Re: [PATCH 1/2] f2fs: Fix mount failure due to SPO after a successful online resize FS

From: Chao Yu
Date: Tue Mar 03 2020 - 07:09:49 EST


Hi Sahitya,

On 2020/3/2 12:39, Sahitya Tummala wrote:
> Hi Chao,
>
> On Fri, Feb 28, 2020 at 04:35:37PM +0800, Chao Yu wrote:
>> Hi Sahitya,
>>
>> Good catch.
>>
>> On 2020/2/27 18:39, Sahitya Tummala wrote:
>>> Even though online resize is successfully done, a SPO immediately
>>> after resize, still causes below error in the next mount.
>>>
>>> [ 11.294650] F2FS-fs (sda8): Wrong user_block_count: 2233856
>>> [ 11.300272] F2FS-fs (sda8): Failed to get valid F2FS checkpoint
>>>
>>> This is because after FS metadata is updated in update_fs_metadata()
>>> if the SBI_IS_DIRTY is not dirty, then CP will not be done to reflect
>>> the new user_block_count.
>>>
>>> Signed-off-by: Sahitya Tummala <stummala@xxxxxxxxxxxxxx>
>>> ---
>>> fs/f2fs/gc.c | 1 +
>>> 1 file changed, 1 insertion(+)
>>>
>>> diff --git a/fs/f2fs/gc.c b/fs/f2fs/gc.c
>>> index a92fa49..a14a75f 100644
>>> --- a/fs/f2fs/gc.c
>>> +++ b/fs/f2fs/gc.c
>>> @@ -1577,6 +1577,7 @@ int f2fs_resize_fs(struct f2fs_sb_info *sbi, __u64 block_count)
>>>
>>> update_fs_metadata(sbi, -secs);
>>> clear_sbi_flag(sbi, SBI_IS_RESIZEFS);
>>
>> Need a barrier here to keep order in between above code and set_sbi_flag(DIRTY)?
>
> I don't think a barrier will help here.
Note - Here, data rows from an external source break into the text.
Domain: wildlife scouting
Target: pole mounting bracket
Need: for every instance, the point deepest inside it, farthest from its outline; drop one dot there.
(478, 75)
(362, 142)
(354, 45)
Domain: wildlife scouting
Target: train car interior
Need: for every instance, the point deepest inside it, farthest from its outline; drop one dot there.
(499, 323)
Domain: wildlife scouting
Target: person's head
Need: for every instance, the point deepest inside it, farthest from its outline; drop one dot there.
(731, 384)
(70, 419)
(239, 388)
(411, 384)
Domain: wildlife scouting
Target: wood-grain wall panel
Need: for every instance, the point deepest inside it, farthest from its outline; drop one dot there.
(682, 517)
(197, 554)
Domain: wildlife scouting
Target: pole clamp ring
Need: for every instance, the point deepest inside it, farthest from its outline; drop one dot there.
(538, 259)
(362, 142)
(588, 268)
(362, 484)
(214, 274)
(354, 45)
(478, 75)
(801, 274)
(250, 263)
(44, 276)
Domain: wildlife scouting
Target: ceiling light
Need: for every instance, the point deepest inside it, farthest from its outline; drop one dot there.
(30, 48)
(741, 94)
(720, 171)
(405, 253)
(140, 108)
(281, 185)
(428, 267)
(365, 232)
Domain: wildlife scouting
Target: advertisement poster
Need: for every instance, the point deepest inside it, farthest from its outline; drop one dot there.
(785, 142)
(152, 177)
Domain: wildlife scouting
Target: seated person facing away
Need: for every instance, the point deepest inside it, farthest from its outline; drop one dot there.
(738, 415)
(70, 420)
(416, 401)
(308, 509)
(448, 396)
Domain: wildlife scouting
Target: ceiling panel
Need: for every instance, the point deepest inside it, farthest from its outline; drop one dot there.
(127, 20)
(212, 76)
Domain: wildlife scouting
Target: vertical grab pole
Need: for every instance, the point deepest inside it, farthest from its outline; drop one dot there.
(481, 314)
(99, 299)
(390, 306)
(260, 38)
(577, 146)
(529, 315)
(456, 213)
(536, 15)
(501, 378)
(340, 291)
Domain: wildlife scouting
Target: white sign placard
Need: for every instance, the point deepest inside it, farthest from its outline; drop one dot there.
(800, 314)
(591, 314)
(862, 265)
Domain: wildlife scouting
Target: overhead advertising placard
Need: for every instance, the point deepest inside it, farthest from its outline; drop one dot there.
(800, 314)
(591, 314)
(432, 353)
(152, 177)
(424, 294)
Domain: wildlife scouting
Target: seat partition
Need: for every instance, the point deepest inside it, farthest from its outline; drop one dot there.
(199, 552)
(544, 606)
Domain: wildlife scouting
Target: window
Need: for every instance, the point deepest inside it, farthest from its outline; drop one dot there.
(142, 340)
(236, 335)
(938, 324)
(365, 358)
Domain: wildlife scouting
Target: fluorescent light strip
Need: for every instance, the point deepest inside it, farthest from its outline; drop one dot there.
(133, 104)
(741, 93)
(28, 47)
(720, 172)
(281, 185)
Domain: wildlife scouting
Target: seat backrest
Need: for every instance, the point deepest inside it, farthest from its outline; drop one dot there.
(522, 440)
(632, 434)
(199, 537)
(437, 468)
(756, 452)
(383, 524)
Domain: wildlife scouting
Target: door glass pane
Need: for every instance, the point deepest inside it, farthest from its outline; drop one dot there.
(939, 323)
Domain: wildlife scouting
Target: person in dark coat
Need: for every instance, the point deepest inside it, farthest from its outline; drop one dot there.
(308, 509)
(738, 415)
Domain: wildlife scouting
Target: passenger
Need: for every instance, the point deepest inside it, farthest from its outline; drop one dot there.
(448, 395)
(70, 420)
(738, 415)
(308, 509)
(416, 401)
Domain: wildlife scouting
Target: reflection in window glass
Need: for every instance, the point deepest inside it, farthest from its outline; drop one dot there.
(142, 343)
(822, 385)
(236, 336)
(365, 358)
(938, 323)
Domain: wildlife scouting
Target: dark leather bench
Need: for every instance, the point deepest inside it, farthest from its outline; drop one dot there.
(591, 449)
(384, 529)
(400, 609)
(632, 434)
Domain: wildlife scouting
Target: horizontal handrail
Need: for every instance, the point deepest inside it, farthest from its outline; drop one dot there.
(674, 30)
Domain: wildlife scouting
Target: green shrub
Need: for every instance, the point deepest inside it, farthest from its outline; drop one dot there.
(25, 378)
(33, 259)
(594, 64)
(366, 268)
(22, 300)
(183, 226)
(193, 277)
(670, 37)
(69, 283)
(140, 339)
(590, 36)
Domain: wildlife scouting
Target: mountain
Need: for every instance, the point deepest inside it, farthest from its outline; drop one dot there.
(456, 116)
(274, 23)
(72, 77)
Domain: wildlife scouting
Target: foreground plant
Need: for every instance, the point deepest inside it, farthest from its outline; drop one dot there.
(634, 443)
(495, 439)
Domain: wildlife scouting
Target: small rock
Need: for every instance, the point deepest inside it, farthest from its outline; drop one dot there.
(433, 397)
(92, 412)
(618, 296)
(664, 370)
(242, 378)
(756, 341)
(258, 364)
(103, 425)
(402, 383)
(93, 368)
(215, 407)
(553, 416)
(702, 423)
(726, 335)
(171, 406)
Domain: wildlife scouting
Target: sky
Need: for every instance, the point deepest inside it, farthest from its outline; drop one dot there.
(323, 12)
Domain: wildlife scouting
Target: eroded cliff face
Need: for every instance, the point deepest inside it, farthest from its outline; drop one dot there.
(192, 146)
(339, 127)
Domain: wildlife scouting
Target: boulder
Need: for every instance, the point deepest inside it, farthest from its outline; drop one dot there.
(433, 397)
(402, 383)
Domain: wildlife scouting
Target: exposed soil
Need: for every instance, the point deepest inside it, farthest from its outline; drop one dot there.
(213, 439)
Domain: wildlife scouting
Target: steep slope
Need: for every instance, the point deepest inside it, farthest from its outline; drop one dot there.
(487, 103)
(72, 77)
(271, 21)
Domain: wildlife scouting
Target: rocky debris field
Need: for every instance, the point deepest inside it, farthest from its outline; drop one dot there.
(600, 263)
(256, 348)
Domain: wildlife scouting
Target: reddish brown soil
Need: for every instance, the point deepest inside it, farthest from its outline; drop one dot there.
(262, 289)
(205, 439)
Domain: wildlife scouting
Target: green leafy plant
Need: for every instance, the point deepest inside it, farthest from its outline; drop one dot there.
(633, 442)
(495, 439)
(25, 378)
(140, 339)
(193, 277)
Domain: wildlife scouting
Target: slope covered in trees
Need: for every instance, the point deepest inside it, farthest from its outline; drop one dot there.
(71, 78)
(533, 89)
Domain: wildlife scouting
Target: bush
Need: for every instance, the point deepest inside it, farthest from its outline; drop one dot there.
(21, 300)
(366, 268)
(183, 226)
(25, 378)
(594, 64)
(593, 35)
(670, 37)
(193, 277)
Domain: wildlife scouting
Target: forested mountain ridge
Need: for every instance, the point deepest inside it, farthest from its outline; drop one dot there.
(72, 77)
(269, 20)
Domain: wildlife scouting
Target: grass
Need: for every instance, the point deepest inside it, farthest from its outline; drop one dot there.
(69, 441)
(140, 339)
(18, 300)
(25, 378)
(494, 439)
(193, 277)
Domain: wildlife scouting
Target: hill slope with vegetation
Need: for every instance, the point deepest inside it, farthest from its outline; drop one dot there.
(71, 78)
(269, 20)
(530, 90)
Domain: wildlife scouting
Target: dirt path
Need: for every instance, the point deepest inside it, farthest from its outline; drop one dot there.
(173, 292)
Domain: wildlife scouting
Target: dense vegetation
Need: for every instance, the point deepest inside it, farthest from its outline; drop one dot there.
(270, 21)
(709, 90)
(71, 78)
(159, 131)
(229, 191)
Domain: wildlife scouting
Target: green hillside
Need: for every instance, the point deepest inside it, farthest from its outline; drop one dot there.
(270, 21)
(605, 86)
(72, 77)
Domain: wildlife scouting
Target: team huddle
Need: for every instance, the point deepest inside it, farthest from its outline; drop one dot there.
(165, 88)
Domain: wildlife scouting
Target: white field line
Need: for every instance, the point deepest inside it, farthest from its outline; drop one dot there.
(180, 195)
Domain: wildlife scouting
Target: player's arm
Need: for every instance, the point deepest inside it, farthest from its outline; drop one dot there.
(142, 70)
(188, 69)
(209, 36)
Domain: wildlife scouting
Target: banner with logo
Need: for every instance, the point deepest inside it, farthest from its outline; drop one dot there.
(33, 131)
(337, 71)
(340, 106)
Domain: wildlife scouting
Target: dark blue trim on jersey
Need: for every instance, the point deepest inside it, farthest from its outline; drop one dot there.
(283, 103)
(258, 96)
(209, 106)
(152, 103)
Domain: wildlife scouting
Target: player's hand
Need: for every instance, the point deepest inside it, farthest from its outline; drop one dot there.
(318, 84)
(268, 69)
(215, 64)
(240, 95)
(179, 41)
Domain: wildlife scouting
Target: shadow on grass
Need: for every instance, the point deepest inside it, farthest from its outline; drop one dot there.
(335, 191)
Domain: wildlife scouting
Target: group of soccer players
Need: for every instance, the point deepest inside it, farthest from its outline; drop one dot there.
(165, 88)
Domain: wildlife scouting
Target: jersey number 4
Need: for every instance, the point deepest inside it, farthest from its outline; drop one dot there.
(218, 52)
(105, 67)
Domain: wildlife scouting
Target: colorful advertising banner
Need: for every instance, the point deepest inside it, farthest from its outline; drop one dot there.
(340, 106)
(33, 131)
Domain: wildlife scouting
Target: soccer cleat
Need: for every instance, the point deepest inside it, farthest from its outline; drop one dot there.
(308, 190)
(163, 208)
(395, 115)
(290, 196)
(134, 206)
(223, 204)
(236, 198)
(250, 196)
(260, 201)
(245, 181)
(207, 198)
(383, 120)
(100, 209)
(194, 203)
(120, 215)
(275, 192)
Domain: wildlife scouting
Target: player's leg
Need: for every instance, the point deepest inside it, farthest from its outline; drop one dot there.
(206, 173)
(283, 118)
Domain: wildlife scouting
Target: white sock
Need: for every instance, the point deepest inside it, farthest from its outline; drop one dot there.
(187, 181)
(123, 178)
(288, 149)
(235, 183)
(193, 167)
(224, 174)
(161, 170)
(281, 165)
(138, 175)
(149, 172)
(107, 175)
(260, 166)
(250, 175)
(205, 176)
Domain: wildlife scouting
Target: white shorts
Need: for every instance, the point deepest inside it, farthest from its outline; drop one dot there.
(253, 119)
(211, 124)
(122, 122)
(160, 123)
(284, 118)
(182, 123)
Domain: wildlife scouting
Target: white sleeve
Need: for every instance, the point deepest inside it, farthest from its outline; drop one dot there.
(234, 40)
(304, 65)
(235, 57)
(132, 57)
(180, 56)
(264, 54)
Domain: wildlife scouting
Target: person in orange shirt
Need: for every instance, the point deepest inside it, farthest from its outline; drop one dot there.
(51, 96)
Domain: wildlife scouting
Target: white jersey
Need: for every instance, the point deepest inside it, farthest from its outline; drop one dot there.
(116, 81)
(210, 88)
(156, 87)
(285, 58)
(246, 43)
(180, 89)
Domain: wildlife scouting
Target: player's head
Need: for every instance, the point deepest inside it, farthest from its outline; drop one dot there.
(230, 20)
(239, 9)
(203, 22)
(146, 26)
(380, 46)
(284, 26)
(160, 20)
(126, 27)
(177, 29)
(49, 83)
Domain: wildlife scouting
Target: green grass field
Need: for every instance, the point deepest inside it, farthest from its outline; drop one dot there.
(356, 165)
Let us say there is a another context
> doing CP already, then it races with update_fs_metadata(), so it may or may not
> see the resize updates and it will also clear the SBI_IS_DIRTY flag set by resize
> (even with a barrier).

I agreed, actually, we didn't consider race condition in between CP and
update_fs_metadata(), it should be fixed.

>
> I think we need to synchronize this with CP context, so that these resize changes
> will be reflected properly. Please see the new diff below and help with the review.
>
> diff --git a/fs/f2fs/gc.c b/fs/f2fs/gc.c
> index a14a75f..5554af8 100644
> --- a/fs/f2fs/gc.c
> +++ b/fs/f2fs/gc.c
> @@ -1467,6 +1467,7 @@ static void update_fs_metadata(struct f2fs_sb_info *sbi, int secs)
> long long user_block_count =
> le64_to_cpu(F2FS_CKPT(sbi)->user_block_count);
>
> + clear_sbi_flag(sbi, SBI_IS_DIRTY);

Why clear dirty flag here?

And why not use cp_mutex to protect update_fs_metadata() in error path of
f2fs_sync_fs() below?

> SM_I(sbi)->segment_count = (int)SM_I(sbi)->segment_count + segs;
> MAIN_SEGS(sbi) = (int)MAIN_SEGS(sbi) + segs;
> FREE_I(sbi)->free_sections = (int)FREE_I(sbi)->free_sections + secs;
> @@ -1575,9 +1576,12 @@ int f2fs_resize_fs(struct f2fs_sb_info *sbi, __u64 block_count)
> goto out;
> }
>
> + mutex_lock(&sbi->cp_mutex);
> update_fs_metadata(sbi, -secs);
> clear_sbi_flag(sbi, SBI_IS_RESIZEFS);
> set_sbi_flag(sbi, SBI_IS_DIRTY);
> + mutex_unlock(&sbi->cp_mutex);
> +
> err = f2fs_sync_fs(sbi->sb, 1);
> if (err) {
> update_fs_metadata(sbi, secs);

^^^^^^^^^^^^^^

In addition, I found that we missed to use sb_lock to protect f2fs_super_block
fields update, will submit a patch for that.

Thanks,

>
> thanks,
>
>>
>>> + set_sbi_flag(sbi, SBI_IS_DIRTY);
>>> err = f2fs_sync_fs(sbi->sb, 1);
>>> if (err) {
>>> update_fs_metadata(sbi, secs);
>>
>> Do we need to add clear_sbi_flag(, SBI_IS_DIRTY) into update_fs_metadata(), so above
>> path can be covered as well?
>>
>> Thanks,
>>
>>>
>